Leider können wir diese Verabredung nicht einhalten. In den Morgenstunden des 9. Mai ist mein Freund Ivan Ivanji friedlich im Hotel Elephant eingeschlafen. Es ist mehr als ironisch, dass nun ausgerechnet in diesem Hotel Elephant, das er zur Kulisse seines Buches gemacht hat, er selber seinen letzten Atemzug genommen hat. Dass er sich verabschiedet wie er gelebt hat, nämlich literarisch.

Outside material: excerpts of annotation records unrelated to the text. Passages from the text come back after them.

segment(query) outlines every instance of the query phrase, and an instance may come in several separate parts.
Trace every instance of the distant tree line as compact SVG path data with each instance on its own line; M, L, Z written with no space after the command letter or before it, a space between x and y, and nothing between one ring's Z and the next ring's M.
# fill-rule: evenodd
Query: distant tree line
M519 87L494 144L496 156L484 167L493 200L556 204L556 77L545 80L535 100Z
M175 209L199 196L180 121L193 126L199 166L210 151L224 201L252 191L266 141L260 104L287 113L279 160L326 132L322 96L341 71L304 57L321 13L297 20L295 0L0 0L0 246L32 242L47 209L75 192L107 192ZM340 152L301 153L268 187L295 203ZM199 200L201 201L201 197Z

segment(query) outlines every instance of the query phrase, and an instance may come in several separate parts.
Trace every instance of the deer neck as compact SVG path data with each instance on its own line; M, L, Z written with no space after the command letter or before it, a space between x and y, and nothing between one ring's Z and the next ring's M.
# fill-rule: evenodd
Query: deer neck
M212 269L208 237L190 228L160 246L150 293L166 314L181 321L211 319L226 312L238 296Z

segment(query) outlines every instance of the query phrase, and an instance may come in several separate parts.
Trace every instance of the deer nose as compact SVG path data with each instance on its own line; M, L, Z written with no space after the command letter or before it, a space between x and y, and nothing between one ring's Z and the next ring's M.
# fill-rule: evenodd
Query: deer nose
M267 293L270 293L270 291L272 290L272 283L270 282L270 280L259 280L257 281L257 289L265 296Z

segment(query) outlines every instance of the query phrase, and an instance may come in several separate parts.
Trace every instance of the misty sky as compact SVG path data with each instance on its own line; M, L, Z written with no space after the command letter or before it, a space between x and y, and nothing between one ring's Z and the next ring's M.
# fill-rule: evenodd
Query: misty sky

Andrej, sein Sohn, sagte zu mir, man müsste jetzt das Kapitel schreiben: „Tod im Elephant“. So kam ich auf den Titel meines Tagebuches für heute, denn Christi Himmelfahrt habe ich mit Andrej an der Seite seines Vaters (, der Zeit seines Lebens Agnostiker war,) verbracht und es ist mir eine Ehre, dass ich Ivan gemeinsam mit seinem Sohn das letzte Geleit geben konnte. Bedanken möchte ich mich bei der Ärztin, die sofort kam, und dann bei dem Team des Bestattungsinstitutes der Stadt Weimar, bei den Hotelbeschäftigten, all denen, die es Andrej ermöglicht haben, würdig Abschied vom Vaterzu nehmen. Aber auch dem langjährigen Freund Volkhard Knigge gehört mein aufrichtiger Dank, denn er war es, der mich zu Ivans 90. Geburtstag mit nach Belgrad genommen hat, damit wir Ivan für sein Lebenswerk den Thüringer Verdienstorden im Kreise seiner Freunde und all seiner Lieben überreichen konnten. Auch dies hatte etwas sehr Besonderes für mich, denn üblicherweise werden die Verdienstorden in der Thüringer Staatskanzlei verliehen. Bei Ivan war es aber eine besondere Würdigung und sein körperlicher Zustand jedenfalls vor sechs Jahren war kein guter. Umso erstaunlicher ist, dass genau in dieser Periode er noch sieben Bücher geschrieben hat. Unter anderem eben „Corona in Buchenwald“. Sein neuestes Buch hat er in der vergangenen Woche abgeschlossen und dem Verlag zugeleitet. Dieses wird nun posthum erscheinen. Ich bin gespannt, was er uns hinterlassen hat. Den letzten Blick auf Ivan werde ich im Herzen aufnehmen und behalten. Ein würdiger Abschied eines wundervollen Menschen. Danke lieber Ivan, Ruhe in Frieden und möge die Erde Dir leicht sein.